Receive the file & form fields; detect type

Parse

Extract text, detect sections, label entities

Normalize

Clean, standardize dates, map to a schema

Match

Compare to the job: keywords or embeddings

Rank

Score, sort, surface to the recruiter

Stage 1: Ingest

When you hit submit, the system receives two things: the structured form data you typed into the portal (name, email, the answers to screening questions) and your uploaded file (.docx, .pdf, sometimes .txt or .rtf). The form data is already clean and goes straight into the database. The file is the hard part. The system detects the file type and routes it to the right extractor. This is also where explicit knockout questions live — "Are you authorized to work in this country?" or "Do you have 5+ years of X?" A recruiter configures these, and a disqualifying answer can filter you out before any parsing happens. This is the closest thing to the mythical "automatic rejection," and it's driven by the questions you answer, not by an algorithm judging your resume.

Stage 2: Parse

Parsing converts your document into structured fields. This is where the most damage happens, because a resume is a visual artifact and the parser needs to recover its logical structure from layout. We break this down in detail in Section 2. The output is a candidate record with fields like full_name, email, work_history[], education[], and skills[] — plus the full raw text, kept for keyword search.

Stage 3: Normalize

Raw parsed values are messy. Normalization standardizes them so they're comparable: dates in "Mar 2023", "03/2023", and "March 2023" all become a single internal format; job titles may be mapped to a canonical taxonomy ("Sr. SWE" → "Senior Software Engineer"); skills are de-duplicated and sometimes mapped to a controlled vocabulary. Systems with a skills taxonomy do a lot of work here — this is the step that later lets "JS" match "JavaScript."

Stage 4: Match

Now the system compares your normalized profile to a specific job. The job description is processed into a set of required and preferred terms (or its own embedding). Matching ranges from literal keyword overlap to semantic similarity — covered in Section 3. Importantly, matching often happens at search time: a recruiter runs a query and the system scores everyone in the pool against it, rather than scoring you once at submission.

Stage 5: Rank

Finally, candidates are sorted. In a keyword system, that's "how many of my search terms appear, and how recently/prominently." In an ML system, it's a learned relevance score, sometimes shown as a grade or tier. The recruiter sees a ranked list and a snippet showing why you matched. A human still chooses who advances — the ranking influences who they look at first, and in a pool of 800 applicants, "first" is a real advantage.

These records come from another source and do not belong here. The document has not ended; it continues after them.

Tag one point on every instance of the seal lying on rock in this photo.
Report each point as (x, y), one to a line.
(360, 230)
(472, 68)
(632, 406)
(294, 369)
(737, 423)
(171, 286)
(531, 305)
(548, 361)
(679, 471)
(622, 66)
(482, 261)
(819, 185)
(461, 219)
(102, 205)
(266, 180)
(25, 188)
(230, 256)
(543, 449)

Section 2 — How parsing actually works

Parsing is the stage job seekers most need to understand, because a parsing failure is silent. You won't get an error. Your resume just becomes garbled data that ranks poorly for every search. Here's what's happening under the hood.

Text extraction

First the parser pulls the raw character stream out of the file. For a .docx this is relatively clean — it's structured XML, and text comes out in a fairly reliable order. For a text-based PDF, the extractor reads the embedded text objects, but PDFs store text as positioned glyphs, not logical paragraphs, so word and line order has to be reconstructed from x/y coordinates. This is why a two-column layout can interleave: the extractor may read across both columns on the same visual line.

OCR fallback for image-based PDFs

If the file has no embedded text — a scan, a photo, or a Canva-style design exported as a flat image — there's nothing to extract. The system must fall back to Optical Character Recognition: running a vision model over the pixels to guess the characters. OCR is far less reliable than reading embedded text; it misreads characters, drops formatting cues used for section detection, and many ATS parsers either skip OCR entirely or do it poorly. The practical takeaway is blunt: if your resume's text can't be highlighted with a cursor, assume the parser sees little or nothing.

Layout analysis & section detection

With text in hand, the parser segments the document into sections. It looks for heading-like lines — short lines, bold or larger font, matching a dictionary of known headings ("Experience", "Work History", "Education", "Skills", "Certifications"). Everything between two headings is assigned to the first. This is why creative headings break things: "Where I've Made an Impact" doesn't match the dictionary, so the content under it may be misfiled or dropped. It's also why layout matters so much — if column order scrambled the text in extraction, section boundaries land in the wrong place.

Named-entity recognition (NER)

Within sections, the parser labels spans of text as entities: this is a person name, that's an organization, that's a date, that's a job title, that's a skill. This is named-entity recognition, a standard NLP technique. Classic parsers used rule-based patterns and gazetteers (lists of known company names, skills, schools); modern ones use statistical or neural models fine-tuned on resume data. NER is how the system knows "Google" in your experience section is an employer, while "Google Ads" in your skills section is a tool.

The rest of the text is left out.